You want hiring freezes with that? The effects of California’s minimum wage increase

California officially raised its minimum wage to $20 an hour last April in an attempt to help the state’s working poor. What those folks got were fewer minimum wage job openings, fewer hours of work at those jobs, and higher prices when they tried to order from those same restaurants.
Golden State lawmakers raised the state’s minimum wage to $20 last April, up from the previous rate of $16. Between December 2023 and December 2024, the employment in that state’s “limited service restaurants,” i.e., fast-food joints, shrank 0.2 percent. That may seem small, but the sector has had a historic growth rate of 2.5 percent. Overall, California fast-food restaurants shed 10,700 jobs. That’s according to a February analysis by management consulting firm BRG, based on Labor Department data.
On top of that, 89 percent of California’s fast-food workers had their number of hours reduced and 35 percent had supplemental benefits reduced.
Meanwhile, menu prices for Golden State restaurants went up 14.5 percent between September 2023 and December 2024, a rate that was nearly double the national rate of 8.2 percent for restaurants. Prices jumped up 3 percent alone in the month after the minimum wage hike went into effect.

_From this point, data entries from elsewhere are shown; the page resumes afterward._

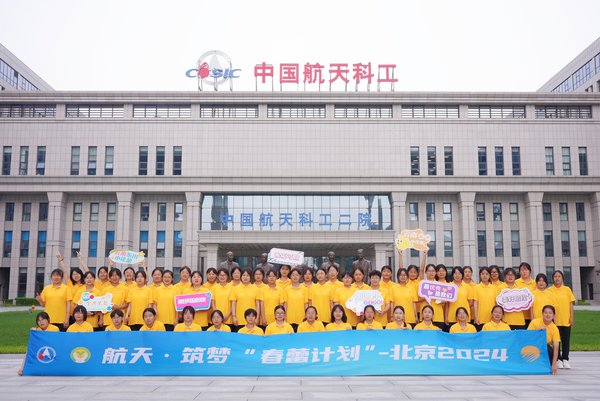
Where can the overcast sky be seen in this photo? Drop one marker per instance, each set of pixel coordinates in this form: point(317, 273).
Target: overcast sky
point(454, 45)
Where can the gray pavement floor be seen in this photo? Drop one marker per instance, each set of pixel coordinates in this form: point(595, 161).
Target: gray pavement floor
point(582, 382)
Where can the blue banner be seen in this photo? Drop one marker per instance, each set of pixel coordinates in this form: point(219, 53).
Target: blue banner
point(349, 353)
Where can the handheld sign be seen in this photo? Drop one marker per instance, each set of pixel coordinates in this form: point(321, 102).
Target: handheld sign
point(94, 303)
point(285, 257)
point(199, 301)
point(515, 300)
point(357, 302)
point(438, 291)
point(126, 257)
point(415, 239)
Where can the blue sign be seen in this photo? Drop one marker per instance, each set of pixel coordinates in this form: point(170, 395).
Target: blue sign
point(349, 353)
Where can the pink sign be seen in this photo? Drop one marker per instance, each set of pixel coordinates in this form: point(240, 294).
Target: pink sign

None of this is surprising for anyone who has studied the issue of minimum wage increases. Policymakers who favor increases seem to see them as pain-free ways to help the poor, assuming that management will simply accept the higher labor costs and reduced profits. But real-life economics just doesn’t work that way. If labor costs go up, management will do what it can to mitigate those costs, either reducing labor budgets in other ways, such as layoffs, reduced hiring, and/or fewer hours, or by passing the costs onto customers.
Yes, parent corporations like McDonald’s and Wendy’s may be wealthy but their franchisees are typically small, independent businesses that merely rent out the corporate brand. These franchisees pay to get the benefit of the corporation’s advertising, business methods, and customer loyalty, but otherwise operate on their own. Most individual restaurants operate on slim profit margins, and they’re the ones that hire the workers. A higher minimum wage means upping those restaurants’ labor costs. Most don’t have any choice but to increase what they charge customers.
California policymakers used to understand this dynamic better. As recently as 2006, the state had a minimum wage that was just $6.75 an hour, compared with the then-federal minimum rate of $5.15 an hour. A few modest raises were implemented in the ’00s but starting in 2014, state lawmakers began implementing regular increases on the theory that this would turn the state’s minimum into a “living wage.” The main state-wide rate is now $16 with a special $20 rate directed at fast-food restaurants.
The data from BRG is only the latest proof that minimum wage increases are an ineffective means of helping the working poor. Why does nobody ever ask the question, “What can we do to get people jobs that pay better than the minimum wage?”